I’d implement this using a slice to hold the top N ints found so far plus the int read from the current line. To compare the current int against the current top N, I’d use sort.Sort.
package main
import (
"bufio"
"fmt"
"os"
"sort"
"strconv"
)
func main() {
// We are interested in the n largest ints.
n := 5
// The slice tops will hold the n largest ints on
// positions 1..n-1 and the current int on position 0.
tops := make([]int, n+1)
scanner := bufio.NewScanner(os.Stdin)
for scanner.Scan() {
// Read the next int.
text := scanner.Text()
i, err := strconv.Atoi(text)
if err != nil {
fmt.Fprintf(os.Stderr, "could not parse int from '"+text+"'\n")
continue
}
// Put it on position 0 of the slice.
tops[0] = i
// Sort the slice. If the current int is among the n largest,
// it will be moved to a position > 0.
sort.Sort(sort.IntSlice(tops))
}
// The largest n ints are on position 1..n-1.
fmt.Println(tops[1:])
}
This approach works but the comparison requires sort.Sort for every line.
What do you thing? Is this a reasonable approach? Is there a more efficient way to compare the current int with the current top N?
If the top N list is sorted you only need to compare with the lowest, and if your current item is larger use a binary search to find the insertion position. The list is then still sorted.
Sort seems like overkill… wonder if a ring could be used instead, if it would perform better? Altho, I’m pretty sure it would require more code to write.
I’ll try to take a look tomorrow (if no one else does).

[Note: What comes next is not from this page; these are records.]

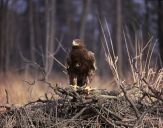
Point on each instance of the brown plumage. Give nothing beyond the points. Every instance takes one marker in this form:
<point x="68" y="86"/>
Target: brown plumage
<point x="80" y="64"/>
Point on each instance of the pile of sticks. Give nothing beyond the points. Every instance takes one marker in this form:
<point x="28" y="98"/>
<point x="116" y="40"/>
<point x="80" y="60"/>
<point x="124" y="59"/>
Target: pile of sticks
<point x="96" y="108"/>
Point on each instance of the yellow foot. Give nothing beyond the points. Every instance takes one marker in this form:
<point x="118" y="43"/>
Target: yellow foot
<point x="74" y="87"/>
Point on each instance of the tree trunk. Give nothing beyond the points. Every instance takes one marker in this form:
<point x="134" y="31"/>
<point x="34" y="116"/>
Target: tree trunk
<point x="119" y="35"/>
<point x="86" y="7"/>
<point x="31" y="30"/>
<point x="50" y="34"/>
<point x="160" y="27"/>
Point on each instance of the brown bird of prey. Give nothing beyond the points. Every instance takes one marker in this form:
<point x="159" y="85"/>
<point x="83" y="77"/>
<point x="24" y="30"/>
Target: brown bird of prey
<point x="80" y="64"/>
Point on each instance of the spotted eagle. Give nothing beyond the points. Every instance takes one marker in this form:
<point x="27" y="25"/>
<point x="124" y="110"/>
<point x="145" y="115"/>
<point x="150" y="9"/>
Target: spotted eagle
<point x="80" y="64"/>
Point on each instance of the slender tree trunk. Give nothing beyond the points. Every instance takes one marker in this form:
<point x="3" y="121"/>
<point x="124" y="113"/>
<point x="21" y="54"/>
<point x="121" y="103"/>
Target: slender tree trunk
<point x="50" y="34"/>
<point x="160" y="27"/>
<point x="119" y="35"/>
<point x="86" y="7"/>
<point x="32" y="31"/>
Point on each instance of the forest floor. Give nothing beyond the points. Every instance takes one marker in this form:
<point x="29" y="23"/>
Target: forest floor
<point x="129" y="106"/>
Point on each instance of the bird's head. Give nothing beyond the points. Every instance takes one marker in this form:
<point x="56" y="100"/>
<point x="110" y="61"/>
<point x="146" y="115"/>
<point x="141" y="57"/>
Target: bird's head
<point x="77" y="43"/>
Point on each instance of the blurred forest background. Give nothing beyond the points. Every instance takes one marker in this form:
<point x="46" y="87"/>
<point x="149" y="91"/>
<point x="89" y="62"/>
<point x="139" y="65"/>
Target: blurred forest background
<point x="41" y="31"/>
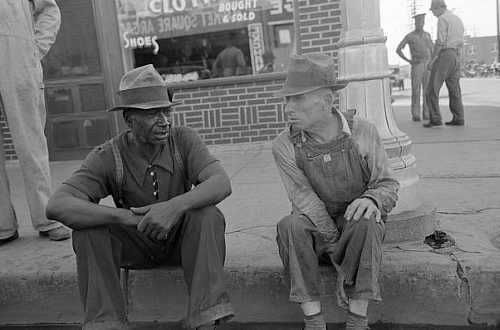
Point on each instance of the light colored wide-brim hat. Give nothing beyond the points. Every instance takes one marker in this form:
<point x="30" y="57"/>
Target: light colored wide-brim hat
<point x="307" y="73"/>
<point x="143" y="88"/>
<point x="438" y="4"/>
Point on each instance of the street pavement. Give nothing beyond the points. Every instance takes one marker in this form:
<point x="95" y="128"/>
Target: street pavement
<point x="458" y="168"/>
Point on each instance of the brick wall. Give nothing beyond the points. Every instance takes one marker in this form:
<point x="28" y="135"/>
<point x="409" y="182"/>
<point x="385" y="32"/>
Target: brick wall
<point x="9" y="152"/>
<point x="243" y="110"/>
<point x="319" y="25"/>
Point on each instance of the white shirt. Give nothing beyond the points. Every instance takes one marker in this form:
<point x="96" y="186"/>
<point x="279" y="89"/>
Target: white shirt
<point x="450" y="32"/>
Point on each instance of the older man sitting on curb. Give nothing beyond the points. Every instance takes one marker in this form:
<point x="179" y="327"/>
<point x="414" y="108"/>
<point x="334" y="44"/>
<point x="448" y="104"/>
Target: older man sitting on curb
<point x="149" y="170"/>
<point x="338" y="179"/>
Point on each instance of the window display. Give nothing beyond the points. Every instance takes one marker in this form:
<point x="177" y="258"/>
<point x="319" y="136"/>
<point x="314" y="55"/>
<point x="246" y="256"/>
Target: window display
<point x="189" y="40"/>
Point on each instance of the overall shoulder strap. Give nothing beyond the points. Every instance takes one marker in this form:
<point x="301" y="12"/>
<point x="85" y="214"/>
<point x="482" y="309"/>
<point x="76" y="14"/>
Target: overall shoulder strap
<point x="118" y="170"/>
<point x="178" y="158"/>
<point x="349" y="116"/>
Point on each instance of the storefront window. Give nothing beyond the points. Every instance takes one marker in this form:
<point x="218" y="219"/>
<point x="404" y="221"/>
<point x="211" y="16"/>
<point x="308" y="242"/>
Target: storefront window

I have used the sort command on multi-gigabyte files. I wasn’t sure that it do numbers in text strings (not all the same width unless they have leading spaces/zeros; nor would it work if there were negative numbers). But I found this:
-n, --numeric-sort Compare according to string numerical value.
This example actually gets the top N unique integers on the input stream. If you want dups instead, remove the check to see if the value is already on the ring.
Hey @lutzhorn, good question. So far, people have shared good thoughts and I just wanted to contribute a bit to the discussion. Your solution asymptotically takes O(M *(N * log N)) where M is the large number of \n separated ints like you shared. My suggestion improves it to O(M * log N )
I suggest you use a MinHeap (https://golang.org/pkg/container/heap/#example__intHeap) which would allow you to keep track of the N top numbers while giving you O(1) access to the lowest number. This comes in handy to replace such lowest number with a larger one you see while scanning new numbers all in O(log N).